Jay and Silent Bob Strike Back

Kevin Smith must be doing something right. This sly, fearless satirist from New Jersey can't make a movie without getting his ass kicked by special-interest groups. Clerks, his 1994 launch as a writer and director, not to mention his acting debut as Silent Bob alongside Jason Mewes as his hetero life mate Jay, was a $27,000 production that had media watchdogs howling over its foul language. Smith's subsequent films, Mallrats and Chasing Amy, consolidated his image as a dangerous influence on tender minds. Then the Catholics cried blasphemy in 1999 when Dogma was released and he had cast Alanis Morissette as a mute and vengeful God. The church still stands.

And so, happily, does Smith. His latest comic opus, Jay and Silent Bob Strike Back, is already drawing fire from GLAAD, the gay and lesbian anti-defamation group that takes offense at the film's proliferation of queer jokes. Example: George Carlin does a cameo as a hitchhiker who carries a sign: will give head for ride. Asks Jay, "You eat the cock?" Hitchhiker: "If it'll get me a few hundred miles across country, ure — I'll take a shot in the mouth."

Smith's argument for such jokes is that he wants to "preach tolerance by hiding it in humor." What's sad is that Smith has to keep justifying his right to parody prejudice and skewer male adolescents of all ages. Smith needs no defense, and neither does his movie, a blast of comic irreverence that serves as a starring vehicle for two stoner characters who had previously been relegated to the sidelines. Smith, 31, intends to retire Jay and Silent Bob and grow up. God and Alanis Morissette forbid.

The plot, such as it is, involves the boys' journey from Jersey to the evil empire of Hollywood to stop Miramax from making a film about their lives starring James Van Der Beek as Jay and Jason Biggs as Silent Bob. "I know you," says Jay on seeing Biggs. "You're the guy that fucked the pie."

Budgeted at $20 million, Jay and Silent Bob Strike Back contains many remarkable things for a Smith movie. Nothing resembling a linear story, of course, and there are the usual fart, weed and dick jokes, not to mention the references to Star Wars and the musical stylings of Morris Day and the Time, but in this film the camera actually moves. For sex appeal, Pie girl Shannon Elizabeth suits up in leather to play Justice, the leader of Charlie's Angels-like diamond thieves named Sissy (Eliza Dushku), Chrissy (Ali Larter) and Missy (Jennifer Schwalbach). Jay is smitten with Justice. As he tells Silent Bob, whom he refers to by such terms of endearment as Lunch Box, Fat Fuck and Tubby Bitch, "She's the first woman I ever loved enough not to stick my hand down her pants." So much for sentiment. Actors from other Smith films show up, including Carlin, Ben Affleck, Matt Damon, Jason Lee, Joey Lauren Adams and Chris Rock. Then there's the monkey, a smelly surprise to savor. Is there a point to all this? Not really. It's just an excuse for Smith to fire comic darts at everything from Hollywood — the scene in which Affleck and Damon rag on each ther's queer choices in roles while shooting a sequel to Good Will Hunting is a howl — to the Internet, which has allowed everyone in America to bitch about movies. In the film, one guy who calls himself "Magnolia Fan" disses our boys for spouting "baby-talk catchphrases like a third-rate Cheech and Chong or Bill and Ted. Fuck Jay and Silent Bob."

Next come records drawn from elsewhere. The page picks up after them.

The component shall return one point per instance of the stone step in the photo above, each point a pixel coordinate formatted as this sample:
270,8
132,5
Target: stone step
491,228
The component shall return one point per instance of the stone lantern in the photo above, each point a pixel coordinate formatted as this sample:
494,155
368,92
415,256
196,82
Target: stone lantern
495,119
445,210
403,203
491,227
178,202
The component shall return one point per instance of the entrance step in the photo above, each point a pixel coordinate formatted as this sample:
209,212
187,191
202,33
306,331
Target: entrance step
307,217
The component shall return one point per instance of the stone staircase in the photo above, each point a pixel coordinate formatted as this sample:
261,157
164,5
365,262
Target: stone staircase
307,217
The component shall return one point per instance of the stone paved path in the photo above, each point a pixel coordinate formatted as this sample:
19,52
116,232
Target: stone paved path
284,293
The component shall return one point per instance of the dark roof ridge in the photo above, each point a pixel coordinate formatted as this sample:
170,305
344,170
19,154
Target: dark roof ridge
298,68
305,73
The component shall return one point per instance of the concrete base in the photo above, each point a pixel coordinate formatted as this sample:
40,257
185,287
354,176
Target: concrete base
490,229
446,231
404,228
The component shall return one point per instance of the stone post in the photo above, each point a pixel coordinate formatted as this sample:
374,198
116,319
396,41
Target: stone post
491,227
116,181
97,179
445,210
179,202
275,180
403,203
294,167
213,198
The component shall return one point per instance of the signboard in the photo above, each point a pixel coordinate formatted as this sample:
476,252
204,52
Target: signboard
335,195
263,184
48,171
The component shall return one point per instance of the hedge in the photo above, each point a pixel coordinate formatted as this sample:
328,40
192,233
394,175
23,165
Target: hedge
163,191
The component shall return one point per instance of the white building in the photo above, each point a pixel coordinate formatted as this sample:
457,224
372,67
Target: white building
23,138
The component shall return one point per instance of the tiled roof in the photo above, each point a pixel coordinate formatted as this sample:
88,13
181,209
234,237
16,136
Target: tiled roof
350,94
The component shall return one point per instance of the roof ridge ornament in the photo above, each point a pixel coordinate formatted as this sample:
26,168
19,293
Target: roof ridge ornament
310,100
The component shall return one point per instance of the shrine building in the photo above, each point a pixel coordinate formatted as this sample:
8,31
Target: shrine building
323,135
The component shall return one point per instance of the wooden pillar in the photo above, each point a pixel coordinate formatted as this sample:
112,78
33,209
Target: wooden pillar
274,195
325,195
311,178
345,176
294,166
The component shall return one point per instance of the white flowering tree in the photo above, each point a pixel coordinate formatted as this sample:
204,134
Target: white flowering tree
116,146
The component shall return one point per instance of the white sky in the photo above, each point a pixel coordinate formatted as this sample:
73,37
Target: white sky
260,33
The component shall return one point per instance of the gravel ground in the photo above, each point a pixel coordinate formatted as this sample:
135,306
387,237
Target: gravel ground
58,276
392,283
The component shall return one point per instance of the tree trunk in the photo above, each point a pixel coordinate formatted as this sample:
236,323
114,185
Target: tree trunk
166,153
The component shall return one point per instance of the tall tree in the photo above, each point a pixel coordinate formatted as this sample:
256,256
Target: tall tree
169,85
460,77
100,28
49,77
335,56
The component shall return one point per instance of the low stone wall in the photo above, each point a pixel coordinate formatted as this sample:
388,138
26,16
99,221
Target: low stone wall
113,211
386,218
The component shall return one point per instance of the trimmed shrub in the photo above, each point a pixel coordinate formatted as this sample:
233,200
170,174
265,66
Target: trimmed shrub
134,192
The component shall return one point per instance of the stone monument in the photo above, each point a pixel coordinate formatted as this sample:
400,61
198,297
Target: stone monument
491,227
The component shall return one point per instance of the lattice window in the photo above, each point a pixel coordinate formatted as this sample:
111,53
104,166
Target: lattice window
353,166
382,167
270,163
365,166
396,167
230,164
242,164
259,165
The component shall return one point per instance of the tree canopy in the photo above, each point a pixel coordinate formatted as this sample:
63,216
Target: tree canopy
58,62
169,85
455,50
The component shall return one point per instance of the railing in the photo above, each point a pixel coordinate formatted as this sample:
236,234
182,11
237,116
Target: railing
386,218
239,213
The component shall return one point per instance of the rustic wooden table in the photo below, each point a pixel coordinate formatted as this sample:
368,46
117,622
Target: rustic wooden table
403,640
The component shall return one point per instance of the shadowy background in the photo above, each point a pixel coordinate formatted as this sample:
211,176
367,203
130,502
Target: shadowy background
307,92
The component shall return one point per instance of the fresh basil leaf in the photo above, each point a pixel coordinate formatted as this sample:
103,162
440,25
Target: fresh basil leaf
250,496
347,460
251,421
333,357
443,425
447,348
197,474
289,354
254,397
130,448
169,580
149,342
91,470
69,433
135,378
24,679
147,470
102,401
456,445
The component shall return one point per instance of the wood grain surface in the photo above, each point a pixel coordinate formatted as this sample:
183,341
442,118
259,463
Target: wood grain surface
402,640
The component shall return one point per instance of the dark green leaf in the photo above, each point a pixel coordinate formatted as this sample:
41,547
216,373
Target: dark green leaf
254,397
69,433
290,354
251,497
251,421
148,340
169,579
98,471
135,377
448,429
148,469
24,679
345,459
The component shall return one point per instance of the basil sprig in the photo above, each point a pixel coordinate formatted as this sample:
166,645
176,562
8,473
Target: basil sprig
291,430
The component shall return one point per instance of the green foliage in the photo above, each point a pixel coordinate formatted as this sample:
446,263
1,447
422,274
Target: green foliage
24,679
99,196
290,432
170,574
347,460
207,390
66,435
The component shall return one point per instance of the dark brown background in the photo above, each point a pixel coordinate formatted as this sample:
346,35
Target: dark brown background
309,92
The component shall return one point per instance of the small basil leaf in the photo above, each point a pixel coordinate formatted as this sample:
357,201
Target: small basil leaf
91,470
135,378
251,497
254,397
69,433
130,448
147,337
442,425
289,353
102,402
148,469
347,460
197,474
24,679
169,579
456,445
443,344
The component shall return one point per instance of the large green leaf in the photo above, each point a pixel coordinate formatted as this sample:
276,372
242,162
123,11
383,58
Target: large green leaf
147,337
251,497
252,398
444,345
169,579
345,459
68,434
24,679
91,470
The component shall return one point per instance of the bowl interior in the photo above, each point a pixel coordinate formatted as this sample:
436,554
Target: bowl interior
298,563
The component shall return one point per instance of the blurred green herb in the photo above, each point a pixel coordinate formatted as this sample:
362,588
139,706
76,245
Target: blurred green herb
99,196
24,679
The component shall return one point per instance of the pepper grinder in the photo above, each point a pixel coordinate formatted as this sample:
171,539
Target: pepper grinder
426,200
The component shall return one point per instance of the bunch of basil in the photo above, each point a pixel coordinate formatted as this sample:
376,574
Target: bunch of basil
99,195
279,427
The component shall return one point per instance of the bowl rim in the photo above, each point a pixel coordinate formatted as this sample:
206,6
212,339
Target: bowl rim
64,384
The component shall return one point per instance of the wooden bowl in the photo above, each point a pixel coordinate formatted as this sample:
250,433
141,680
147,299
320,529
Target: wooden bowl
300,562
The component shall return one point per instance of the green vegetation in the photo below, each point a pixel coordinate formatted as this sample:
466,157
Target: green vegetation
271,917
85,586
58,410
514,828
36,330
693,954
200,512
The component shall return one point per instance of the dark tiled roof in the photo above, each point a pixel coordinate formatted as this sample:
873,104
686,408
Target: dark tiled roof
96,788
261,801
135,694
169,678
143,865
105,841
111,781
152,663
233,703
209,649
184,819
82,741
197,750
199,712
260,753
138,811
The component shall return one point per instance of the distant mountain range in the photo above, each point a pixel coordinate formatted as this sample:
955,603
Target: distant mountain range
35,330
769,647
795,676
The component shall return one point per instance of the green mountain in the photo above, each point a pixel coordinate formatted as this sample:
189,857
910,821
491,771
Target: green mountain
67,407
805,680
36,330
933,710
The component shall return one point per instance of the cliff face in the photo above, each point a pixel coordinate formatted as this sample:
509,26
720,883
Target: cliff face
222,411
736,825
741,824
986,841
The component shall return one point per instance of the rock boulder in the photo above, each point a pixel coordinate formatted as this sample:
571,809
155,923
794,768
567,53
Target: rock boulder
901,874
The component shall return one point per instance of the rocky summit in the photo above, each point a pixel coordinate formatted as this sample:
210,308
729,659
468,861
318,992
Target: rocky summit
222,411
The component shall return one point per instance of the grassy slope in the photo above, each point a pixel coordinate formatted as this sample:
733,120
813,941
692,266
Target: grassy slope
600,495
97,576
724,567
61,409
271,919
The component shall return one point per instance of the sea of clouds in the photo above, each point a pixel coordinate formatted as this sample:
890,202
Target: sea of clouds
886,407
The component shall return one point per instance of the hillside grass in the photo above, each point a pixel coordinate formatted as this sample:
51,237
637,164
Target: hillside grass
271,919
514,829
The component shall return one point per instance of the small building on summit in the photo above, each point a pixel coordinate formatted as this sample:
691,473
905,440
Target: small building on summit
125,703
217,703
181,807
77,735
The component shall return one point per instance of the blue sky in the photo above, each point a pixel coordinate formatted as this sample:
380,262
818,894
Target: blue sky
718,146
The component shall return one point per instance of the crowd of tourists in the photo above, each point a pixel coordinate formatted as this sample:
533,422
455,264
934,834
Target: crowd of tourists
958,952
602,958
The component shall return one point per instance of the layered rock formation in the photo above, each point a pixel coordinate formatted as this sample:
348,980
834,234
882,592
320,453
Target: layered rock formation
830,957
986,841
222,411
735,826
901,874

As ever, Mewes is a god of verbal incontinence. "There's a bunch of motherfuckers we don't even know calling us assholes on the Internet to a bunch of teenagers and guys who don't get laid," says Jay, who joins Silent Bob in posting this threat on a chat board: "We're gonna fuck your mothers while you watch and cry like little bitches."

What they actually do is less traumatic, but a whole lot funnier. A few critics, online and off, will no doubt castigate Smith for reveling in lowbrow antics that are beneath the newfound feeling he showed in Chasing Amy. They won't be wrong, but they'd also be missing the point. With Jay and Silent Bob Strike Back, Smith is saying goodbye to much of his gloriously misspent youth. He won't be the only one to miss it.